Mel Yeo is a stay-at-home mother with a new baby and, with no neighbours living nearby, she said she relied on the Internet and phone to stay connected to the outside world. However, her Internet connection dropped out regularly and when it did work it was very slow.
“A lot of communication with my family is through Messenger. I was worried being pregnant and being at home with a new baby… I felt isolated because I didn’t have reliable Internet.”
Rob Brodie works from home for the South African Theological Seminary, a distance education institution, and is solely reliant on the Internet.
His Internet connection was also slow and intermittent and his connection often dropped out during video conferencing, he said.
“I am completely dependent on a good [Internet] service [so I can do my job].”
Kennington mother-of-four Katie Herman said access to the Internet was a necessity for schooling, however their Internet connection also regularly dropped out.
“I just curse it. In this day and age, living in a fast-paced world, for it not to be fast paced and not keeping up with us, it is frustrating.”
Mrs Herman said after her home was broken into two years ago, she bought a security system but was unable to find one which was not reliant on Wifi.
Because the Internet connection was intermittent, the security system was unreliable, she said.
“I want to feel secure, but I don’t feel secure because I have been robbed.
“For people who say ‘use your [mobile phone] data’, we can’t do that. There is no Vodafone coverage and Spark was patchy,” she said.
Mrs Herman said she had asked Chorus to upgrade the ageing exchange in Kennington, but was told it would cost too much.

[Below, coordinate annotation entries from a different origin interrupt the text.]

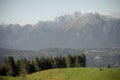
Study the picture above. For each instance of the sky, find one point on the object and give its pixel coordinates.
(32, 11)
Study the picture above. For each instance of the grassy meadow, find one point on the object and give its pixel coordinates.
(71, 74)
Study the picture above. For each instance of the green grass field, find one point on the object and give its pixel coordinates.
(71, 74)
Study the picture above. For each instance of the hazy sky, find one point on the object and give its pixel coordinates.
(32, 11)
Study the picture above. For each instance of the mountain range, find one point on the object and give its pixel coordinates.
(89, 30)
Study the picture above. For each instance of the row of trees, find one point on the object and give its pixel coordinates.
(24, 66)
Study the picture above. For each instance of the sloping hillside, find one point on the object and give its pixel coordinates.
(72, 74)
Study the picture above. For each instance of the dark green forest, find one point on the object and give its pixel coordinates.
(12, 67)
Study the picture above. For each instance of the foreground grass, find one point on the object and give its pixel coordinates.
(71, 74)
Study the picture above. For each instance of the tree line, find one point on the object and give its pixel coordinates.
(23, 66)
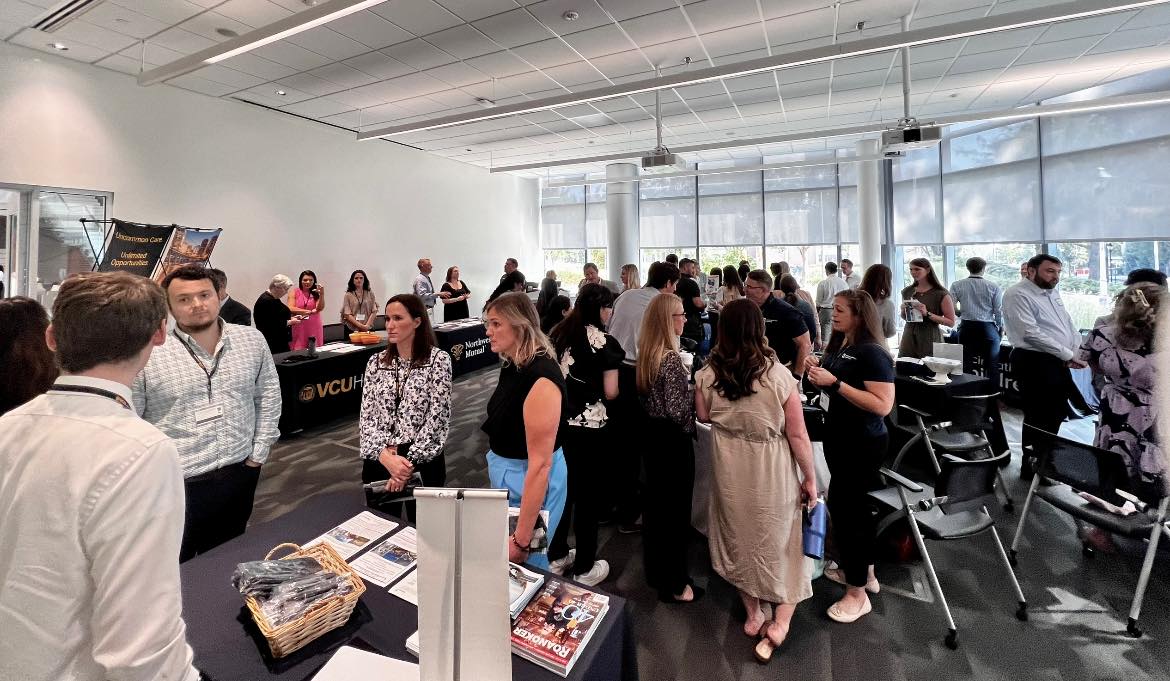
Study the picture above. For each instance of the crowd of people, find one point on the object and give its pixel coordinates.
(188, 411)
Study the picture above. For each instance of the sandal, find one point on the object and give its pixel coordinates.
(766, 645)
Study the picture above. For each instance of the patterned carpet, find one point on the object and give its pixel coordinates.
(1078, 606)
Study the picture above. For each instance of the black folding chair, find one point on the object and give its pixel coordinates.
(955, 511)
(972, 430)
(1079, 467)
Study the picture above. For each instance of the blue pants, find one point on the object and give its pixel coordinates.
(509, 474)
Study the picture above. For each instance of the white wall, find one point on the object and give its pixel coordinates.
(290, 194)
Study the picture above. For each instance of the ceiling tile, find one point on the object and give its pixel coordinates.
(474, 9)
(419, 54)
(370, 29)
(255, 13)
(325, 41)
(343, 75)
(419, 16)
(462, 41)
(513, 28)
(290, 55)
(378, 66)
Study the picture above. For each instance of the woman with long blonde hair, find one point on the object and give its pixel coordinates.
(523, 424)
(663, 382)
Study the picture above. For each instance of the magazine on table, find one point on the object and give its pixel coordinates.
(539, 543)
(556, 626)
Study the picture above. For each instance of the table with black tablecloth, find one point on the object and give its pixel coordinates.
(467, 343)
(319, 390)
(228, 646)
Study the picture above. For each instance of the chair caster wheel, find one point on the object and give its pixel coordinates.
(1133, 630)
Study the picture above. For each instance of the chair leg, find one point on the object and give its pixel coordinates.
(951, 632)
(1019, 527)
(1143, 579)
(1021, 611)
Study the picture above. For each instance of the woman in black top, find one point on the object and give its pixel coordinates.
(455, 307)
(523, 424)
(858, 376)
(590, 359)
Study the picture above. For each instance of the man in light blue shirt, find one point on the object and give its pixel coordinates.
(979, 308)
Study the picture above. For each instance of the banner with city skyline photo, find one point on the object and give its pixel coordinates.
(187, 246)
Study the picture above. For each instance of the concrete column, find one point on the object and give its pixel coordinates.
(621, 222)
(869, 224)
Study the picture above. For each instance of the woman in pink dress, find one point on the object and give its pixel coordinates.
(307, 300)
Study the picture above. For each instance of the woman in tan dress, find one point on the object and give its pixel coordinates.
(759, 441)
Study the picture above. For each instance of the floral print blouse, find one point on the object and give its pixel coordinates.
(404, 404)
(672, 396)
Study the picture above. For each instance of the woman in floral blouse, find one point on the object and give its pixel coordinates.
(406, 403)
(589, 359)
(663, 382)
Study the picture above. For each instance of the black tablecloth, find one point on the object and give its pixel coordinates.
(228, 646)
(467, 344)
(317, 391)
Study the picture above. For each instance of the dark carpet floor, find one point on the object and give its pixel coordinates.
(1078, 605)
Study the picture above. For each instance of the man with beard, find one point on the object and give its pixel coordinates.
(212, 387)
(1044, 348)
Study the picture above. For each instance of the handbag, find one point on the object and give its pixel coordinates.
(816, 527)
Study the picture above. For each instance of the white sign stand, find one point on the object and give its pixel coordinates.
(463, 627)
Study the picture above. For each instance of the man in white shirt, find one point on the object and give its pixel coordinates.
(212, 387)
(93, 503)
(851, 276)
(627, 415)
(826, 290)
(1044, 348)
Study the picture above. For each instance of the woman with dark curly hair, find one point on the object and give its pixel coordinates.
(27, 366)
(761, 442)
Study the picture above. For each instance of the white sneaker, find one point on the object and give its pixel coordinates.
(596, 575)
(559, 565)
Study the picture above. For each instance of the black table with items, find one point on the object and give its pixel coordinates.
(467, 343)
(229, 647)
(319, 390)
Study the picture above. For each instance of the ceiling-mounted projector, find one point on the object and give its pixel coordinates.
(908, 136)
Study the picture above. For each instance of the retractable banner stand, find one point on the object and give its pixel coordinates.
(187, 246)
(135, 248)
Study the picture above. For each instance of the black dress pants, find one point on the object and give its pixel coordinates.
(981, 339)
(628, 421)
(853, 462)
(219, 504)
(666, 518)
(585, 449)
(433, 474)
(1045, 385)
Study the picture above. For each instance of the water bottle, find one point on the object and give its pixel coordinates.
(816, 527)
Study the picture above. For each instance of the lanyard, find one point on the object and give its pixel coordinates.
(91, 390)
(201, 365)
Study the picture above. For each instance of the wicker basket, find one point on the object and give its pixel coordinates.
(323, 617)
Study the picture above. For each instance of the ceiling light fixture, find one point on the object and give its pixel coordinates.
(1043, 110)
(882, 43)
(280, 29)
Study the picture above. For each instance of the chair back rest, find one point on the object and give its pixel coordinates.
(1080, 466)
(964, 482)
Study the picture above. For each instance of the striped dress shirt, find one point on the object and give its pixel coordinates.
(243, 382)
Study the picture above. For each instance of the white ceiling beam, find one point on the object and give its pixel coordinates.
(1044, 110)
(280, 29)
(919, 36)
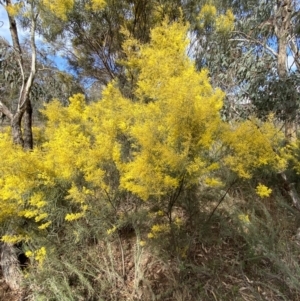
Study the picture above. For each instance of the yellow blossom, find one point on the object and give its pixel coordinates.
(263, 191)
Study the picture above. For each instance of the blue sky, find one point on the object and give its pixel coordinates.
(60, 63)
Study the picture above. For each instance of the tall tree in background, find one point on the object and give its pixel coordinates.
(24, 107)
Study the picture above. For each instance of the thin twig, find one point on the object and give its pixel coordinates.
(221, 200)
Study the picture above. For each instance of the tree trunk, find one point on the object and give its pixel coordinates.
(283, 16)
(16, 129)
(27, 124)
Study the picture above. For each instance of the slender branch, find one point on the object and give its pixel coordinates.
(30, 79)
(4, 109)
(252, 40)
(221, 200)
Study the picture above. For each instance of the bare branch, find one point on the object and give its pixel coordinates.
(4, 109)
(249, 39)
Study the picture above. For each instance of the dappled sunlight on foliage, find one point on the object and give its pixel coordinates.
(166, 139)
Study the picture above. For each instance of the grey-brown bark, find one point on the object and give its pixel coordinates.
(9, 261)
(282, 26)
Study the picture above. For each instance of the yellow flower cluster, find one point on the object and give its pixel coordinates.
(263, 191)
(14, 9)
(95, 5)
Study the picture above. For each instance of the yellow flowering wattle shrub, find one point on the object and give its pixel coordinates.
(167, 137)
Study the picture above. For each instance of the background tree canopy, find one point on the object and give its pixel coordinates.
(162, 163)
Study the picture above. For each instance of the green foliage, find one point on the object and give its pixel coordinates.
(153, 151)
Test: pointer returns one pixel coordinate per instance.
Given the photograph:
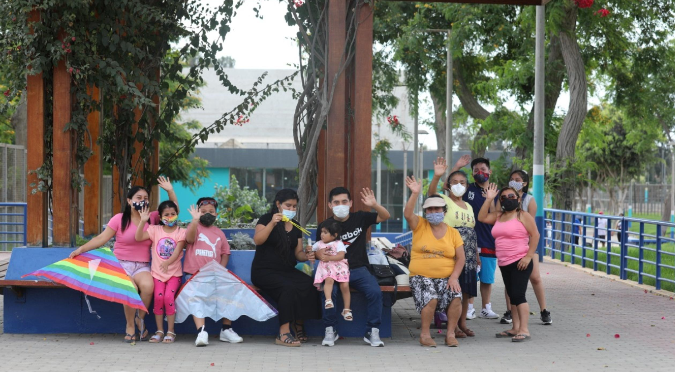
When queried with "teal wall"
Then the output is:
(220, 176)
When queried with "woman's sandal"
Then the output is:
(329, 304)
(289, 341)
(169, 338)
(300, 334)
(157, 337)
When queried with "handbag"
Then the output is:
(384, 274)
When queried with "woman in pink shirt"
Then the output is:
(133, 256)
(516, 239)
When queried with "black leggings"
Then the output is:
(515, 281)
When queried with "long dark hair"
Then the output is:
(279, 229)
(524, 176)
(126, 215)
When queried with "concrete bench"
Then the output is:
(35, 305)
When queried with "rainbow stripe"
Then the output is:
(109, 282)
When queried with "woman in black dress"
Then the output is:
(278, 248)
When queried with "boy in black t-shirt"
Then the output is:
(354, 231)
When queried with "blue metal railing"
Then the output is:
(13, 226)
(632, 248)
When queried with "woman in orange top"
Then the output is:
(437, 260)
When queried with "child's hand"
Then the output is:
(195, 213)
(165, 183)
(164, 266)
(145, 214)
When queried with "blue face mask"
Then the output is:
(289, 214)
(435, 218)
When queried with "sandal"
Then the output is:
(505, 334)
(157, 337)
(289, 341)
(300, 334)
(169, 338)
(142, 331)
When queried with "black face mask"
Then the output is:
(207, 219)
(139, 205)
(509, 204)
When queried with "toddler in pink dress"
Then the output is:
(333, 268)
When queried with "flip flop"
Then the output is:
(523, 339)
(505, 334)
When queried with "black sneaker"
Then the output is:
(506, 319)
(546, 317)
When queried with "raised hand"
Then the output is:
(463, 161)
(440, 166)
(194, 212)
(414, 186)
(492, 191)
(165, 183)
(145, 214)
(368, 197)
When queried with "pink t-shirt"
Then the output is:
(511, 241)
(163, 246)
(126, 247)
(210, 244)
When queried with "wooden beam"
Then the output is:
(35, 150)
(360, 168)
(93, 171)
(64, 206)
(336, 131)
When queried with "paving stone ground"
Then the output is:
(588, 311)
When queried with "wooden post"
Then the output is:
(64, 204)
(360, 168)
(35, 146)
(93, 172)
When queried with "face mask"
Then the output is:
(509, 204)
(516, 185)
(435, 218)
(207, 219)
(139, 205)
(481, 177)
(170, 222)
(458, 190)
(287, 213)
(341, 211)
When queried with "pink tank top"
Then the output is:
(511, 241)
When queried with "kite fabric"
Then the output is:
(215, 292)
(97, 273)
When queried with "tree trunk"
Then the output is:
(567, 139)
(439, 119)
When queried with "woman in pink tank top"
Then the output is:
(516, 237)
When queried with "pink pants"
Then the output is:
(165, 295)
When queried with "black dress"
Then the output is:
(273, 271)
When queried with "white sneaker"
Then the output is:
(330, 337)
(229, 335)
(487, 313)
(202, 339)
(373, 338)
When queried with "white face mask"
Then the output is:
(341, 211)
(458, 189)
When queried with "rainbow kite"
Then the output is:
(96, 273)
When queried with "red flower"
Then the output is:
(602, 13)
(584, 3)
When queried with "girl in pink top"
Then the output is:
(516, 239)
(133, 256)
(168, 241)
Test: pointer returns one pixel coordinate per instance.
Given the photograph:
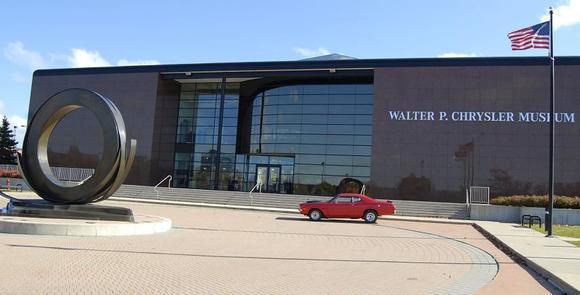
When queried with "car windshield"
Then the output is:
(333, 200)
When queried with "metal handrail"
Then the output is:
(164, 179)
(83, 181)
(259, 186)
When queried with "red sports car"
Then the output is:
(348, 206)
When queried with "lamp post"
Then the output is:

Chorus stakeholder communications manager Nathan Beaumont confirmed this.
“Unfortunately, due to the high costs involved in upgrading the network, we have no plans to carry out this work,” he said.
Fibre optic cabling had been laid in some areas of Kennington which was available for people to connect to, but there would be a cost involved in doing so, he said.
However, residents in the main township of Kennington could get VDSL, which was basically very fast broadband on Chorus’ copper network, he said.
“If VDSL is available to them but they don’t currently have it, they just need to phone their Internet service provider (Spark, Vodafone, Trustpower, Vocus, MyRepublic, etc) and ask to be upgraded.”
For more information, go to www.askforbetter.co.nz, he said.
The Rural Connectivity Group had been appointed by the Government to bring 4G mobile and wireless broadband coverage to rural New Zealand under the Rural Broadband Initiative Phase 2 and the Mobile Black Spot fund.
The Southland Express contacted Rural Connectivity Group to find out if it had plans to improve the Internet service in Kennington, but had not received a response at the time of print.